Cassandra Miller | Composition Forum
FREE and Open to the Public | In Person + Zoom
Cassandra Miller is a Canadian-British composer living in London. Her composition methods incorporate a unique practice of meditation-based uncontrolled singing to learn about melody and repetition from a deep-tissue perspective.
She’ll be speaking about this “automatic singing” method, and about how she has used it in combination with notated scores in recent works—including Traveller Song (released by Black Truffle) and her viola concerto I cannot love without trembling (performed by orchestras in Belgium, Germany, Scotland, and at the BBC Proms in England).

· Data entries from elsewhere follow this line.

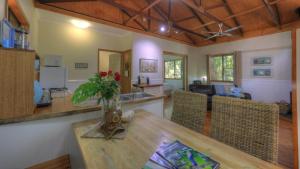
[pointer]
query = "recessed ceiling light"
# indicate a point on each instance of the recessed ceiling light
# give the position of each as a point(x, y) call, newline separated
point(80, 23)
point(162, 28)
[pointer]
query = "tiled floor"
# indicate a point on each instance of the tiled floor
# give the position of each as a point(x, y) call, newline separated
point(285, 135)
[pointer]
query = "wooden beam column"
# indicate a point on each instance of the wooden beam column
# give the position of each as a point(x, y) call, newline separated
point(274, 14)
point(294, 97)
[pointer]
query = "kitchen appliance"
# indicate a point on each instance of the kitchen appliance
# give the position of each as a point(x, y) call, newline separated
point(53, 77)
point(53, 61)
point(21, 39)
point(7, 34)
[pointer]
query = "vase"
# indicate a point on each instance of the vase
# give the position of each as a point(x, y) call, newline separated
point(112, 118)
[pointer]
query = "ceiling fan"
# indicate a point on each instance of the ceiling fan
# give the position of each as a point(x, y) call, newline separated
point(222, 32)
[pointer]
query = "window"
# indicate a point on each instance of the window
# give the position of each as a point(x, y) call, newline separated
point(221, 68)
point(173, 69)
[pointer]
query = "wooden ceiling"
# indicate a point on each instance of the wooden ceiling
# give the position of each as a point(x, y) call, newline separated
point(188, 20)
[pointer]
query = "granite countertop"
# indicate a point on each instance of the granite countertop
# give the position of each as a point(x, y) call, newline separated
point(60, 107)
point(64, 107)
point(147, 85)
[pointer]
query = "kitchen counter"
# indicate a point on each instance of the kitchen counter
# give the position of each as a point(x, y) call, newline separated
point(59, 107)
point(64, 107)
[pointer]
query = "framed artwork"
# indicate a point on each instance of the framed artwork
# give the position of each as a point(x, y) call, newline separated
point(148, 65)
point(262, 72)
point(260, 61)
point(81, 65)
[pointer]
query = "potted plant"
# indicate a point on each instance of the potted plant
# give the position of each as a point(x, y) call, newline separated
point(105, 87)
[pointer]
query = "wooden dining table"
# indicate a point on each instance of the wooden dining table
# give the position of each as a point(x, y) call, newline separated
point(145, 134)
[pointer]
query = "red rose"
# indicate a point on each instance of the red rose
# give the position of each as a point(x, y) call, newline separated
point(117, 76)
point(103, 74)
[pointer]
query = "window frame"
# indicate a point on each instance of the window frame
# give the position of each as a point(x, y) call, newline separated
point(181, 75)
point(223, 68)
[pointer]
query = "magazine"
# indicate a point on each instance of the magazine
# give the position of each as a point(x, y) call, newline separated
point(179, 156)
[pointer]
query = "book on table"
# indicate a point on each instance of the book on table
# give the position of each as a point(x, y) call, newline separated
point(176, 155)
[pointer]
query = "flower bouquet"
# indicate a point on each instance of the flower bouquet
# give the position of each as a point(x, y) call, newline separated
point(105, 87)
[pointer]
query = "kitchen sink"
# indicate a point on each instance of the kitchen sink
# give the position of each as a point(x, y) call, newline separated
point(133, 96)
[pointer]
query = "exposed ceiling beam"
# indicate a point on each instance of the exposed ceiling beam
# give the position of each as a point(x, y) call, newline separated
point(149, 6)
point(190, 38)
point(237, 23)
point(120, 6)
point(163, 15)
point(202, 11)
point(170, 9)
point(195, 14)
point(246, 12)
point(274, 14)
point(185, 19)
point(214, 6)
point(137, 22)
point(55, 1)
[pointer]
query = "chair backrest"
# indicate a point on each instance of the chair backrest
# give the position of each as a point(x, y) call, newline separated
point(246, 125)
point(189, 110)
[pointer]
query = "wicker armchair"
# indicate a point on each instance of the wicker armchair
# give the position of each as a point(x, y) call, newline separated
point(246, 125)
point(189, 110)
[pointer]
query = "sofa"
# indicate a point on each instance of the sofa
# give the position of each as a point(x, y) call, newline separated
point(210, 90)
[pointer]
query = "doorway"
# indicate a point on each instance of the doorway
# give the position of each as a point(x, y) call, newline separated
point(175, 70)
point(117, 61)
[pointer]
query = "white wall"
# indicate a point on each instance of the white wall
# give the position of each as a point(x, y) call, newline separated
point(175, 84)
point(278, 46)
point(148, 47)
point(59, 37)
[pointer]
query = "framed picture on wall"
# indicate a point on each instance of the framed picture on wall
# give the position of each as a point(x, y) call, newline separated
point(261, 61)
point(262, 72)
point(148, 65)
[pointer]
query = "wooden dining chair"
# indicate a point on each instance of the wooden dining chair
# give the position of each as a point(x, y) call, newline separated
point(189, 110)
point(246, 125)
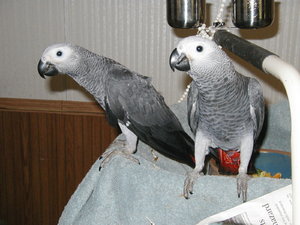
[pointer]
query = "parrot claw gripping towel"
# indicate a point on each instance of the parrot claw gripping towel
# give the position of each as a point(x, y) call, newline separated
point(129, 99)
point(122, 150)
point(225, 108)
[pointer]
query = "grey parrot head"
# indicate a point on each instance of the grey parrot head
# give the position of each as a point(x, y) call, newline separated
point(196, 54)
point(58, 59)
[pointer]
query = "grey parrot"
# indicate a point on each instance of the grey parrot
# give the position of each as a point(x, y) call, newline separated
point(129, 99)
point(225, 108)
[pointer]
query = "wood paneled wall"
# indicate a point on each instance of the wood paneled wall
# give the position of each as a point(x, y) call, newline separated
point(46, 148)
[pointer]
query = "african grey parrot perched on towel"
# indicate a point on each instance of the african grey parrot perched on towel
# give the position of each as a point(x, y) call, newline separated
point(225, 108)
point(128, 98)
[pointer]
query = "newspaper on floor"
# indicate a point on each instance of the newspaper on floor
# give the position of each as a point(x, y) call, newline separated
point(274, 208)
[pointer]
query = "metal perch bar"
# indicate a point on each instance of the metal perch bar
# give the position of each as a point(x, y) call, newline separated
point(290, 77)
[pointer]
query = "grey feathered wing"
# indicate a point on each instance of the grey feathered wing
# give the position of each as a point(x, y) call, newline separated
point(133, 100)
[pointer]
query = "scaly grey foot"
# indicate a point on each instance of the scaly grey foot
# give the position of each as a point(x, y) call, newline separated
point(242, 185)
point(118, 147)
point(189, 181)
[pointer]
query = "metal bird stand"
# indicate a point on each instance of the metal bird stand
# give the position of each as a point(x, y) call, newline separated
point(250, 14)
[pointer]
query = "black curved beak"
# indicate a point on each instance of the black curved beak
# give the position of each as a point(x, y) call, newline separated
point(179, 62)
point(47, 69)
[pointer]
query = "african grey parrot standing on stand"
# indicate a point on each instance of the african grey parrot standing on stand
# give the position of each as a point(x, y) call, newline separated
point(225, 108)
point(128, 98)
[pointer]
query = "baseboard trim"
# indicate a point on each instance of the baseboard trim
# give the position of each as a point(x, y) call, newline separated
point(56, 106)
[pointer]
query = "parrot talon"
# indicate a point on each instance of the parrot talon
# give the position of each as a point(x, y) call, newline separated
point(242, 185)
point(118, 147)
point(189, 183)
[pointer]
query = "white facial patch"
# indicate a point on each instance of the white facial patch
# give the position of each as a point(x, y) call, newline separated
point(57, 54)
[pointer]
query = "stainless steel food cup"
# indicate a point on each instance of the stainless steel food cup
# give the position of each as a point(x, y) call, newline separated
point(185, 13)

“Music this uncalculatedly beautiful leaves you almost desperate with gratitude”, wrote Alex Ross of her work in The New Yorker. Premiered at the 2015 Tectonics Festival by Charles Curtis with the BBC Scottish Symphony Orchestra and Ilan Volkov, Miller’s Duet for Cello and Orchestra was hailed as one of the ‘best classical music works of the 21st century’ by The Guardian. Miller studied at the University of Victoria (Christopher Butterfield) and the Royal Conservatory of the Hague (Richard Ayres and Yannis Kyriakides), privately with Michael Finnissy, and holds a doctorate from the University of Huddersfield (Bryn Harrison). From 2018 to 2020 Miller was Associate Head of Composition at the Guildhall School of Music and Drama, leading the undergraduate programme. Her scores are published by Faber Music. She is currently visiting Stanford for three months as lecturer.